Date 05 November 2016
Event ESMO Symposium on Immuno-Oncology 2016
Session Lunch and general poster viewing
Presenter Marwa Hamed
Citation Annals of Oncology (2016) 27 (suppl_8): viii4-viii17. 10.1093/annonc/mdw527
Authors M.M. Hamed1, R.A.E. Eissa2, L.A.A. Kassem3, H.M. El Tayebi1
  • 1Genetic Pharmacology Research Group, Department Of Pharmacology And Toxicology, German University in Cairo-GUC, 11835 - Cairo/EG
  • 2General Surgery Department, Faculty Of Medicine, Ain Shams University, 11566 - Cairo/EG
  • 3Physiology Unit, Department Of Pharmacology And Toxicology, German University in Cairo-GUC, 11835 - Cairo/EG

Abstract

Aim/Background

X inactive-specific transcript (XIST) expression has been found to be downregulated in many cancers such as ovarian cancer. miR-194 is expressed in a cancer-specific manner, where it showed anti-metastatic effect in liver cancer in contrast to colon cancer. Till date, implication of ncRNAs in immunotherapy is inadequately studied. Nevertheless, blockade of Immune Checkpoints especially programmed cell death receptor/ligand PD-1/PD-L1 in cancer became a principle approach in cancer therapy. PD-L1 targeted therapies are yet under investigation.

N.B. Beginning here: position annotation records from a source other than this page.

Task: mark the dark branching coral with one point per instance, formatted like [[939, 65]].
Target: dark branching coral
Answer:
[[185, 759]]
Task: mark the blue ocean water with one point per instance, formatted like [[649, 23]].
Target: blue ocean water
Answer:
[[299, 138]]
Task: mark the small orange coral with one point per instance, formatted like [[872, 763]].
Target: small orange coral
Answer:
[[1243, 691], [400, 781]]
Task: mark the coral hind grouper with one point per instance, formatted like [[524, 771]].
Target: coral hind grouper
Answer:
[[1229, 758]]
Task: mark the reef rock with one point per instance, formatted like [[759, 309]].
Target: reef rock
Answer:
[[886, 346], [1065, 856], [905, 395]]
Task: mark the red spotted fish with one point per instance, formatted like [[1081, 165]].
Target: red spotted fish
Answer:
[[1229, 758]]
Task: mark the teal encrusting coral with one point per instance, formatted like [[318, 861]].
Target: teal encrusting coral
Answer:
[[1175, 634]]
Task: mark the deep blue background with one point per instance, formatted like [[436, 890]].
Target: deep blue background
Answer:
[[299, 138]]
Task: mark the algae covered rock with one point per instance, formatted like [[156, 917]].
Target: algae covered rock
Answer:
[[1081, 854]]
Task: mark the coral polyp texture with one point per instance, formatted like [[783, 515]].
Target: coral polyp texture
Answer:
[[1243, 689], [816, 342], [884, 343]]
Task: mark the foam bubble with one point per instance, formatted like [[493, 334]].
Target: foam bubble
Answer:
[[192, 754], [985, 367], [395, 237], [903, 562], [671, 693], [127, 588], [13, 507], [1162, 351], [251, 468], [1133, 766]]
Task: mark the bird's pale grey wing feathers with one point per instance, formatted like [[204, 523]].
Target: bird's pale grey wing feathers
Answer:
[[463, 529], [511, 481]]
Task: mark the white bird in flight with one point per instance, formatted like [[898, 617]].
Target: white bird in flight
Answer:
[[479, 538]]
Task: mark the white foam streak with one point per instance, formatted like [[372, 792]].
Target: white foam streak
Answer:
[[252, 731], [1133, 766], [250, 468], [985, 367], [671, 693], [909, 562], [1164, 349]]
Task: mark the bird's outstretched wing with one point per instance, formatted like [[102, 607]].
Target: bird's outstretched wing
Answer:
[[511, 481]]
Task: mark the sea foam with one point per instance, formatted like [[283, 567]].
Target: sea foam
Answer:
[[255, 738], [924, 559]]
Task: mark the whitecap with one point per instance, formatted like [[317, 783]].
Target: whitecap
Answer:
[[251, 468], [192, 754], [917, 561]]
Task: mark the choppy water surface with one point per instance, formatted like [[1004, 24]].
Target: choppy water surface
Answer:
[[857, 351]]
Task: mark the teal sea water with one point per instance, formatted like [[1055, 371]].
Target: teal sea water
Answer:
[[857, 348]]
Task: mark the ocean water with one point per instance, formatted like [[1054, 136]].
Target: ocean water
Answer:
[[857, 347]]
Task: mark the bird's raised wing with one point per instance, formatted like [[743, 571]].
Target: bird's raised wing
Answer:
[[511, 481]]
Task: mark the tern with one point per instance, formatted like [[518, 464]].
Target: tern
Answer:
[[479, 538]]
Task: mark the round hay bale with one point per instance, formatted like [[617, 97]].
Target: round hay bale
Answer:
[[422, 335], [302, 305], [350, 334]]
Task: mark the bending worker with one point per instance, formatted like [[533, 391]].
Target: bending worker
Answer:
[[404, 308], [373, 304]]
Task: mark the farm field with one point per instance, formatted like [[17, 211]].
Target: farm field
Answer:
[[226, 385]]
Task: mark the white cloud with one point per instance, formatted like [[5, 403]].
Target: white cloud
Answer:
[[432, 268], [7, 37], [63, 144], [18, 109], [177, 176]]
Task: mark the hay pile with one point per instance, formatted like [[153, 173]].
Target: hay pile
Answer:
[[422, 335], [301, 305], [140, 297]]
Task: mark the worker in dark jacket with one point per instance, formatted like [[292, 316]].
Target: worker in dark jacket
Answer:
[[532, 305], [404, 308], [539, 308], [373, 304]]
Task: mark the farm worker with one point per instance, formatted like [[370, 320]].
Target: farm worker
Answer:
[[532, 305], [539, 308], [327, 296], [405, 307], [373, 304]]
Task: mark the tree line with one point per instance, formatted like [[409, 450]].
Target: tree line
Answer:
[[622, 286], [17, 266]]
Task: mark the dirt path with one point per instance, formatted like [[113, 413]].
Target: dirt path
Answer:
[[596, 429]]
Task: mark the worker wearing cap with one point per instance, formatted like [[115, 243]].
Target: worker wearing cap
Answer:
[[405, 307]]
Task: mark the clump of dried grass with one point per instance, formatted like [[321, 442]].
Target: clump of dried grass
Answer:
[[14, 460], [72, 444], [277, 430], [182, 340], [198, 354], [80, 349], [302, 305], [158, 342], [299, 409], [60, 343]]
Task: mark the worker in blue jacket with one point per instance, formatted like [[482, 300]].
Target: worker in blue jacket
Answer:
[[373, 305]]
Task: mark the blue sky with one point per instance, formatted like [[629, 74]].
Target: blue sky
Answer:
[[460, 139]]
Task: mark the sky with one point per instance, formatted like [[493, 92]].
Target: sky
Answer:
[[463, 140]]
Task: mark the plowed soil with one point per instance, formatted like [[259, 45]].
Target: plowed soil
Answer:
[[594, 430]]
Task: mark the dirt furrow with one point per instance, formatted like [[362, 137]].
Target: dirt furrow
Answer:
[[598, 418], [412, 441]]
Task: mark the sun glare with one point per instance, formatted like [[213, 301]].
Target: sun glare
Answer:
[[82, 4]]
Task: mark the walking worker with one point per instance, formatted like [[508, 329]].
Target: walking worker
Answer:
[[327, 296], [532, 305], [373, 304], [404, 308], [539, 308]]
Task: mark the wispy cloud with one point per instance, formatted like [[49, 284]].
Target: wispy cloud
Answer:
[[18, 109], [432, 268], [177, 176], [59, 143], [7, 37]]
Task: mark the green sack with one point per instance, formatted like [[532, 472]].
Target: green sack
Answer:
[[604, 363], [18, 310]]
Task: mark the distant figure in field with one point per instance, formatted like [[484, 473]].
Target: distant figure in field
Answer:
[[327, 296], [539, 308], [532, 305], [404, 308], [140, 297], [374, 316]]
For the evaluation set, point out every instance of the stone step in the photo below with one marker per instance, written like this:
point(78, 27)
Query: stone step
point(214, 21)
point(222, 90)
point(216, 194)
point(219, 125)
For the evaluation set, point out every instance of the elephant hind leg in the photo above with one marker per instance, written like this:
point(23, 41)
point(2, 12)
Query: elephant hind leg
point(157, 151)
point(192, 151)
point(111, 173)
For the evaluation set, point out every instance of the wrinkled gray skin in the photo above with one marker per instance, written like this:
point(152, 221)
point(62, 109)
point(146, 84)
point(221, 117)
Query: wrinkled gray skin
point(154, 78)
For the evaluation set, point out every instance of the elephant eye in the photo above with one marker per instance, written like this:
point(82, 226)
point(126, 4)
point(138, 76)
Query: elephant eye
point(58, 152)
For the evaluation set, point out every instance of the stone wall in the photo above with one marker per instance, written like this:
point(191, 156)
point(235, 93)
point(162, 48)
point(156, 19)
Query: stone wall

This study aims to investigate the impact of miR-194 and XIST on the immunomodulatory ligand PD-L1 in Breast Cancer.

Methods

Bioinformatics were performed to predict targets of miR-194. BC as well as normal biopsies were surgically resected from 11 breast cancer patients. Total RNA extraction was performed using BIOZOL reagent followed by RealTime qPCR. In vitro manipulation of miR-194 was performed in MDA-MB-231 human breast cancer cells to analyze the expression of PD-L1 and XIST mRNA.

Results

In silico, miR-194 was found to target PD-L1 and XIST mRNAs. LncTar predicted XIST to target PD-L1 mRNA. The expression of miR-194 was markedly increased in BC than controls (P = 0.0323). PD-L1 mRNA expression was significantly increased in BC than controls (P = 0.0351) and XIST was dramatically downregulated in BC than controls (P = 0.0401). Manipulation of miR-194 in BC cells by miR-194 oligos markedly decreased in XIST expression (P = 0.0034). However, anti-miR-194 dramatically upregulated XIST (P = 0.0032). Mimicking of miR-194 significantly decreased PD-L1 mRNA expression (P = 0.0276), unexpectedly, anti-miR-194 markedly decreased PD-L1 mRNA expression by 400 folds more than miR-194 oligos.

Conclusions

This study reveals a competitive interaction between miR-194 and XIST in the regulation of PD-L1 through unraveling a novel immunomodulatory loop. The data showed that the elevated expression of XIST in BC cells potently overrides the stimulatory effect of anti-miR-194 on PD-L1. This suggests that XIST has a promising role in PD-L1-mediated immunotherapy in breast cancer.

Clinical trial identification

Legal entity responsible for the study

German University in Cairo-GUC, Cairo, Egypt

Funding

German University in Cairo-GUC, Cairo, Egypt

Disclosure

All authors have declared no conflicts of interest.